Cancers can escape immune recognition by means of evading class I major histocompatibility complex (MHC) -mediated recognition by cytotoxic T lymphocytes. However, immunization strategies targeting defined tumor-associated antigens have not been extensively characterized in murine prostate cancer models. Therefore, we evaluated antigen-specific, antitumor immunity after antigen-encoding vaccinia immunization against mouse prostate cancer cells expressing a model tumor-associated antigen (β-galactosidase) and exhibiting partially deficient class I MHC.
METHODS AND RESULTS
Low class I MHC expression in β-galactosidase–expressing D7RM-1 prostate cancer cells was shown by fluorescence activated cell sorting, and deficient class I MHC-mediated antigen presentation was shown in resistance of D7RM-1 to cytolysis by β-galactosidase–specific cytotoxic T lymphocytes (CTL). Despite partially deficient class I MHC presenting function, immunization with vaccinia encoding β-galactosidase conferred antigen-specific protection against D7RM-1 cancer. Antigen-specific immunity was recapitulated in β2m knockout mice (with deficient class I MHC and CTL function), confirming that class I MHC antigen presentation was not required for immunity against tumor partially deficient in class I MHC. Conversely, antigen-specific antitumor immunity was abrogated in Abβ knockout mice (with deficient class II MHC and helper T cell function), demonstrating a requirement for functional class II MHC. Resistant tumors from the otherwise effectively immunized β2m knockout mice (among which tumor progression had been reduced or delayed) showed reduced target antigen expression, corroborating antigen-specificity (and showing an alternative immune escape mechanism), whereas antigen expression (like tumor growth) was unaffected among Abβ knockout mice.

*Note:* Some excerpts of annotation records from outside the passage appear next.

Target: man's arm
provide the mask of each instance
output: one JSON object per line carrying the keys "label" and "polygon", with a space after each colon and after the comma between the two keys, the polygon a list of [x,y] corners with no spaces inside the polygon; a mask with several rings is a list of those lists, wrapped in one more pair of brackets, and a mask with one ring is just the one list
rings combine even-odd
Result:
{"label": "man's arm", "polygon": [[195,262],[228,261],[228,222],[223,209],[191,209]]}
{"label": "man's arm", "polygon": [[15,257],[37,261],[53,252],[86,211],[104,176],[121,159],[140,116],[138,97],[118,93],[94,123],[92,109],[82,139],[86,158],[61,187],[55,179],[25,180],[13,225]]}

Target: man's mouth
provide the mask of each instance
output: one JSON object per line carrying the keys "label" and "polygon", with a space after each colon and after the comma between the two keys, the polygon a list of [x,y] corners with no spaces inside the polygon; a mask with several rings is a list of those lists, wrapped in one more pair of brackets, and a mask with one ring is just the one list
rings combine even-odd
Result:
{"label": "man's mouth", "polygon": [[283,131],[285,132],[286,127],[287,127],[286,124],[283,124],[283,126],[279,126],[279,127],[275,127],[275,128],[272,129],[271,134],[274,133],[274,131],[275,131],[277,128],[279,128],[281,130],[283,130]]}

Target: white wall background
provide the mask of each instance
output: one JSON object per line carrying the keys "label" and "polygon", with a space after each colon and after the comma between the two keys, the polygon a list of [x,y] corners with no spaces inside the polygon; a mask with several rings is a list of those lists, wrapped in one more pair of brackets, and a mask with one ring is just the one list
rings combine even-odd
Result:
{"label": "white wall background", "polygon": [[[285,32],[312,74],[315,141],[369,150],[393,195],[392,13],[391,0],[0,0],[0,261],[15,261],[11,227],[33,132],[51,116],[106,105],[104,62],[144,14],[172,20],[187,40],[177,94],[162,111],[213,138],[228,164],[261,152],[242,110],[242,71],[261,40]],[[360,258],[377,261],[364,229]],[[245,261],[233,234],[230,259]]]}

Our results demonstrate that class I MHC-restricted antigen presentation and CTL activity is neither necessary nor sufficient for antigen-encoding vaccinia immunization to induce protective immunity against class I MHC-low tumors, whereas host class II MHC-mediated antigen presentation facilitates antigen-specific immunity against prostate cancer in vivo. Reduced expression of the target antigen developed rapidly in vivo as an immune escape mechanism for such cancers.